Tra coca cola in bottiglie di vetro, Ketchup e pollo fritto c’è una coppia così raffinata e impeccabile, da sembrare un cammeo. Lui si chiama Leo Castelli e ben presto sarà soprannominato il Re Mida dell’arte. Ebreo nato nella Trieste ancora austro-ungarica e crocevia di culture, appena può sceglie il cognome della mamma.

Lui però è figlio di un colto e intelligente banchiere ungherese dal cognome impronunciabile che gli insegna a girare il mondo. Porta con sé, ovunque si trovi una o due caratteristiche molto personali: prima di tutto Leo è elegantissimo, come può esserlo un abile ballerino di tango, e poi è un gran conversatore e infallibile seduttore come sa esserlo un cosmopolita. Lei è Ileana Schapira. E anche lei cambia cognome.

Da quando ha aperto la sua galleria si fa chiamare Sonnabend. Ileana è rumena, miliardaria e ovviamente bellissima. Entrambi comprano opere d’arte e frequentano gli studi di artisti sconosciuti. Tirano su dagli scantinati giovani senza nome né fama, parlando con loro, litigando o ascoltando. Quando si sposano sono galleristi famosi. Ileana però è silenziosa e attenta: lei guarda, seleziona e compone una rete di affetti. Infatti prima d’essere chiamata gallerista, veniva definita amica e compagna dai suoi artisti.

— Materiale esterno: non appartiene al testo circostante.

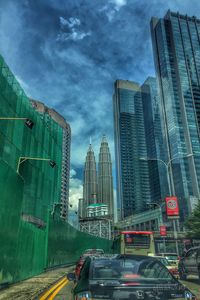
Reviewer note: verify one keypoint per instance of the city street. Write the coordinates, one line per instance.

Di solito la si associa a Peggy Guggenheim e quindi la storia dell’arte ne parla come la seconda talent scout del Novecento! Ileana in effetti ha molto in comune con Peggy: entrambe sono ebree, sono ricche, sono figlie di industriali e tutte e due sono galleriste.

Peggy però, ama e frequenta i Surrealisti, Max Ernest e Picasso, mentre con questa coppia abbiamo a che fare con galleristi capacci di coinvolgere artisti senza nome e critici affermati in un mix esplosivo che educherà lo sguardo non solo degli americani ma anche quello delle capitali europee. Sia lui che lei si sono già fatti conoscere a Parigi nei tragici anni Trenta. Ma è Manhattan il loro regno.

È questo il luogo nel quale si trova la “Leo Castelli Gallery” sulla 77ma strada. Ed è proprio al Cedar Tavern che le loro vite si intrecciano con la nuova estetica degli artisti newyorchesi. Si racconta che il pittore americano Ad Reinhardt abbia detto: “andiamo lì per incontrare le persone che odiamo di più, altri pittori”. Per i due galleristi invece si trattò d’amore a prima vista!

È così che Leo Castelli avrebbe inventato la “pop-art”, diventando contemporaneamente il più grande mercante d’arte di tutti i tempi. Ed è così che un gruppo di giovani pittori non più “stranieri”, dal talento non ancora catalogato; ragazzi bizzarri, contraddittori e dissoluti, hanno cambiato per sempre il corso della storia dell’arte.